Científicos han descubierto la respuesta al misterio de por qué más de la mitad de los pacientes con enfermedad renal crónica (ERC) finalmente mueren a causa de problemas cardiovasculares: sus riñones producen una sustancia que envenena el corazón.
Los investigadores de UVA Health y Mount Sinai afirman que este descubrimiento podría permitir a los médicos identificar a las personas en riesgo y desarrollar nuevos tratamientos para prevenir y tratar la insuficiencia cardíaca en estos pacientes.
“La enfermedad renal y la cardíaca pueden desarrollarse silenciosamente, por lo que a menudo se descubren solo después de que ya se ha producido el daño”, explicó la investigadora Uta Erdbrügger, MD, médico internista y científica del Departamento de Nefrología de la Facultad de Medicina de la Universidad de Virginia. “Nuestros hallazgos pueden ayudar a identificar a los pacientes con riesgo de insuficiencia cardíaca de forma más temprana, lo que permitiría un tratamiento más precoz y mejores resultados.”
Insuficiencia Cardíaca en la Enfermedad Renal Crónica
La enfermedad renal crónica afecta a más de 1 de cada 7 estadounidenses, aproximadamente 35 millones de personas en los Estados Unidos, según los Institutos Nacionales de la Salud. Alrededor de 1 de cada 3 pacientes con diabetes y aproximadamente 1 de cada 5 personas con hipertensión arterial tienen enfermedad renal, según la agencia.
La relación entre la enfermedad renal crónica (ERC) y los problemas cardiovasculares está bien documentada, y la gravedad de la enfermedad cardiovascular se correlaciona directamente con la ERC. Sin embargo, los científicos han tenido dificultades para comprender por qué, en parte porque factores de riesgo compartidos como la obesidad y la hipertensión dificultan la determinación de la causa y el efecto.
Hasta ahora, los científicos no habían podido identificar ningún factor de riesgo específico del riñón que pudiera estar causando toxicidad en el corazón. Pero la nueva investigación de Erdbrügger y sus colegas identifica al culpable: partículas llamadas “vesículas extracelulares circulantes” producidas en riñones enfermos.
Las vesículas extracelulares son producidas por casi todas las células y sirven como importantes mensajeros al transportar proteínas y otros materiales a otras células. Pero las vesículas extracelulares producidas en riñones con ERC contienen pequeños ARN no codificantes llamados miRNA que son tóxicos para el corazón, determinaron los investigadores.
En ratones de laboratorio, bloquear la circulación de las vesículas extracelulares mejoró significativamente la función cardíaca y alivió la insuficiencia cardíaca. Los científicos también analizaron muestras de plasma sanguíneo donadas por pacientes con ERC y por pacientes sanos, y confirmaron la presencia de vesículas extracelulares dañinas en los pacientes con ERC.

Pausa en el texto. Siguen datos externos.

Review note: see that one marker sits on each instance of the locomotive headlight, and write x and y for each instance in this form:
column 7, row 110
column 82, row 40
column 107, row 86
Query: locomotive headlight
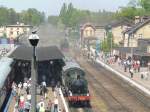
column 34, row 39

“Los médicos siempre se han preguntado cómo se comunican órganos como el riñón y el corazón entre sí. Demostramos que las vesículas extracelulares (EV) del riñón pueden viajar al corazón y ser tóxicas”,
afirmó Erdbrügger. “Estamos apenas comenzando a comprender esta comunicación.”
Los resultados, según ella, sugieren que los científicos podrían ser capaces de desarrollar una prueba de sangre para identificar a los pacientes con ERC que tienen un alto riesgo de sufrir problemas cardíacos graves. También podrían ser capaces de atacar las vesículas extracelulares circulantes para tratar o prevenir los efectos tóxicos en el corazón.
“Nuestro objetivo es desarrollar nuevos biomarcadores y opciones de tratamiento para nuestros pacientes renales con riesgo de enfermedad cardíaca”, dijo. “Potencialmente, nuestro trabajo mejorará la medicina de precisión para pacientes con ERC e insuficiencia cardíaca, de modo que cada paciente reciba el tratamiento exacto que necesita.”
Erdbrügger está organizando un taller práctico para científicos de la UVA específicamente para avanzar en la investigación de las vesículas extracelulares. El taller de cinco días comienza el 7 de febrero de 2026.
Encontrar respuestas a los misterios médicos más apremiantes y nuevos tratamientos para las enfermedades más complejas son las principales misiones del nuevo Instituto de Biotecnología Paul y Diane Manning de la UVA. El instituto tiene como objetivo acelerar la rapidez con la que los descubrimientos de laboratorio pueden traducirse en nuevos tratamientos que salven vidas para los pacientes.
Los científicos han publicado sus hallazgos en la revista científica Circulation.